Pour faire court, le «wokisme» est un mouvement social qui s’est développé aux États-Unis dans le sillage du «Black Lives Matter» et des violences policières contre les noirs.  «Woke» vient de «awake», qui veut dire «éveillé». Ce mouvement s’attache à dénoncer les injustices sociales qui touchent les minorités, les femmes ou la communauté LGBTQ + Il vise en particulier les injustices «discrètes» ou les petites discriminations qui alimentent le racisme ou le sexisme ordinaire.

Dans un sens péjoratif

Ce mouvement s’inscrit donc à gauche de l’échiquier politique. Toutefois, on ne trouve pas dans le programme du Parti socialiste suisse par exemple la défense du «wokisme». Le mot est surtout utilisé à droite dans un sens péjoratif. En l’intégrant à son programme, l’UDC lui donne en tout cas une réalité helvétique. Le président de l’UDC vaudoise a déclaré la semaine dernière dans «24 heures»: «Comme Esther Friedli, je pense qu’il faut relever le défi, car les militants woke usent de violence, s’affranchissent des lois tout en profitant abondamment de l’argent public qui a été prélevé sur le dos des gens qui se lèvent tôt et travaillent dur». Que de choses assénées dans une phrase!

La question du genre

On sent monter une aversion particulière sur la question du genre. Lors de sa succession, interrogé sur la personne qui devait lui succéder, Ueli Maurer avait déclaré: «Peu importe que ce soit un «il» ou une «elle», tant que ce n’est pas un «iel». Il est intéressant de voir à quel point cette question du genre irrite la droite conservatrice pour qui le genre humain est composé d’hommes et de femmes. Quiconque prétendrait le contraire serait frappé par la «folie woke» .

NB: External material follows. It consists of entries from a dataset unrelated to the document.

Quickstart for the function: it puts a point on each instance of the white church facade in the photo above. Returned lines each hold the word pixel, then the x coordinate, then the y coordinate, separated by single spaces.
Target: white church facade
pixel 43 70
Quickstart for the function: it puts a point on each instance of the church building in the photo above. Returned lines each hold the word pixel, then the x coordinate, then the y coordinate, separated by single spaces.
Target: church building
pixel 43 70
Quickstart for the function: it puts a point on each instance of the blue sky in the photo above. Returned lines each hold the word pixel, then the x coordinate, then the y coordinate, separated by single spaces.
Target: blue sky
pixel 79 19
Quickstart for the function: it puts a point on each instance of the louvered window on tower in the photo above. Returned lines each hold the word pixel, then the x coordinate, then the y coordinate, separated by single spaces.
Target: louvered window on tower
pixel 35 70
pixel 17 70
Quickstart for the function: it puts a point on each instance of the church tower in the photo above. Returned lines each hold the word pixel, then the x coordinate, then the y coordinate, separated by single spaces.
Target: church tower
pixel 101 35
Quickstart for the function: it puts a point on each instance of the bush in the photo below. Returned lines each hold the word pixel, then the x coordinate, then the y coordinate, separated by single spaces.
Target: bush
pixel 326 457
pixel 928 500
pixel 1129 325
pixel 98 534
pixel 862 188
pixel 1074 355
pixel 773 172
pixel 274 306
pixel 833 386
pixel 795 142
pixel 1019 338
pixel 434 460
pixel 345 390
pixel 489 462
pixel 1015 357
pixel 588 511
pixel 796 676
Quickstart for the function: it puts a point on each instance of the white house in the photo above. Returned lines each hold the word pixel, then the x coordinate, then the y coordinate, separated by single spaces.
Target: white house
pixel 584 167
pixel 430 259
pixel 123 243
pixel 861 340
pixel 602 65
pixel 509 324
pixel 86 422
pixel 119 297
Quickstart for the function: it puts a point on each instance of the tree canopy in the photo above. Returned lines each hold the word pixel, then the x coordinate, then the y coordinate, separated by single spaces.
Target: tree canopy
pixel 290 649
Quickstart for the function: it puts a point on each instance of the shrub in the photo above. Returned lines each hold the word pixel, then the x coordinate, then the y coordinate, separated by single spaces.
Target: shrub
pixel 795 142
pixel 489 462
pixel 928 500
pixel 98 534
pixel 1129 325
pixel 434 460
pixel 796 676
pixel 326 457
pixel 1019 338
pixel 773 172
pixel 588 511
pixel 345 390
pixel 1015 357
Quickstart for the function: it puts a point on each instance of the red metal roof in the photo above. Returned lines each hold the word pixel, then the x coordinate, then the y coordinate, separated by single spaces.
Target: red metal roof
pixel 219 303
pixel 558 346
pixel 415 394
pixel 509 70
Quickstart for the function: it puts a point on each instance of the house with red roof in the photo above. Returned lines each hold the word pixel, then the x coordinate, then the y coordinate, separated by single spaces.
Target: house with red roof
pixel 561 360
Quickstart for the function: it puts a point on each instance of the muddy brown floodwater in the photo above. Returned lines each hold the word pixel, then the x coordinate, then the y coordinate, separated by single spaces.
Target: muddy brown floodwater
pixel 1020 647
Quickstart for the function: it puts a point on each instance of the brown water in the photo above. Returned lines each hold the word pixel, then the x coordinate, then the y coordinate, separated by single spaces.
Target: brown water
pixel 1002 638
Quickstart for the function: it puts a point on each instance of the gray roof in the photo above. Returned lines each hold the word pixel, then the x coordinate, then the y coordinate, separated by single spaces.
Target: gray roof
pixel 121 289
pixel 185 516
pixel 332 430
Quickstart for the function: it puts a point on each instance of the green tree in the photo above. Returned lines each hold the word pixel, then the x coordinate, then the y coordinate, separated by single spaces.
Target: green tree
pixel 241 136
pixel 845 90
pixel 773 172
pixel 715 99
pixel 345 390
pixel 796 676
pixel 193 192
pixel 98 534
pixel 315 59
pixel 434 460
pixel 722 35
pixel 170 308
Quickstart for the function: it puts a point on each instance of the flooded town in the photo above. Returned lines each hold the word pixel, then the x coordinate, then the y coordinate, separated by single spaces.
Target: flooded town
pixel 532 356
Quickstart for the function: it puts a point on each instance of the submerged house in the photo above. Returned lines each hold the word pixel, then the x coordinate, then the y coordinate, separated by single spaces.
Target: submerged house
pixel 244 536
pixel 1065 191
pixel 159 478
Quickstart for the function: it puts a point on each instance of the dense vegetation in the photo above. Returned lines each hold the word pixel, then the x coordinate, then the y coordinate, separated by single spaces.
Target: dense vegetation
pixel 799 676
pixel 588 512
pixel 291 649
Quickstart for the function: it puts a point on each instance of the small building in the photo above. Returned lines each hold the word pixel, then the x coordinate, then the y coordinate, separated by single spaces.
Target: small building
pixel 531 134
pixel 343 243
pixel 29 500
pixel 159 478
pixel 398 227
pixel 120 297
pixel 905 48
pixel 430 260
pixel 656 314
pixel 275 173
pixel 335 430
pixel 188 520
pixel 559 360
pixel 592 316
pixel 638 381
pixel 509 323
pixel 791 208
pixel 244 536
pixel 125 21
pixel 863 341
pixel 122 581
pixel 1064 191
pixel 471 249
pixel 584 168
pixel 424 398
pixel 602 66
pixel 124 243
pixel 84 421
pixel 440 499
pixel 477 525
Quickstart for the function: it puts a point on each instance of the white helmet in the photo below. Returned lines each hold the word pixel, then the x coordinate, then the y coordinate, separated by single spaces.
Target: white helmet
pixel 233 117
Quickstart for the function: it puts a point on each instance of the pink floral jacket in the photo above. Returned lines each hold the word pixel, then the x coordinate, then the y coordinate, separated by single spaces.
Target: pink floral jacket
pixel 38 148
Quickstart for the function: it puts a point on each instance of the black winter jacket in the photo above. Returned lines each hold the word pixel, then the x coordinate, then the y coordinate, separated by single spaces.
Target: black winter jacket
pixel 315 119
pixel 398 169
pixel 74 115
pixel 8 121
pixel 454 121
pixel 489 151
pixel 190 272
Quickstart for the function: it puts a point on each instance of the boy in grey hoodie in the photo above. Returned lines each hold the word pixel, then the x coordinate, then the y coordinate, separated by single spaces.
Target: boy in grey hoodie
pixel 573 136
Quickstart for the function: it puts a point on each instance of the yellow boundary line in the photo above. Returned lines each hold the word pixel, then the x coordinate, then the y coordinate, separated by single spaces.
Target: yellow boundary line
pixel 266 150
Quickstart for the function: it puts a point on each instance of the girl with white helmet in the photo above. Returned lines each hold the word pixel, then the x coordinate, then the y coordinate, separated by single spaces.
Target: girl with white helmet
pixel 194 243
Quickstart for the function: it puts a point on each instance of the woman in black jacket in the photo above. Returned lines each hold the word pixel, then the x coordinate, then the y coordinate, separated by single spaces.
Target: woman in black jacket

Mais aujourd’hui, lorsqu’un ou une ado informe ses parents qu’il est «non binaire» ou «non genré», ceux-ci peuvent soit le blâmer, soit faire preuve de compréhension (ce qui est le plus souvent le cas). Les êtres humains, en tout cas une partie d’entre eux, ne se perçoivent pas ou plus d’un point de vue social comme des organismes binaires, mâle ou femelle. Cela demande un effort d’abstraction: quelque chose est au-dessus du genre qui rejoint l’humain.

Bataille décisive

Pour les sympathisants de l’UDC, c’est une approche trop compliquée et déstabilisante. Ils se sentent agressés par ces revendications nouvelles, derrière lesquelles se cacherait le complot du «wokisme» dans les chaumières du pays. En cette année de campagne électorale – présentée à droite comme une bataille «décisive» pour l’avenir de la Suisse – la lutte contre le «wokisme» semble obéir à la nécessité de définir un nouvel ennemi, fut-il une nouvelle chimère.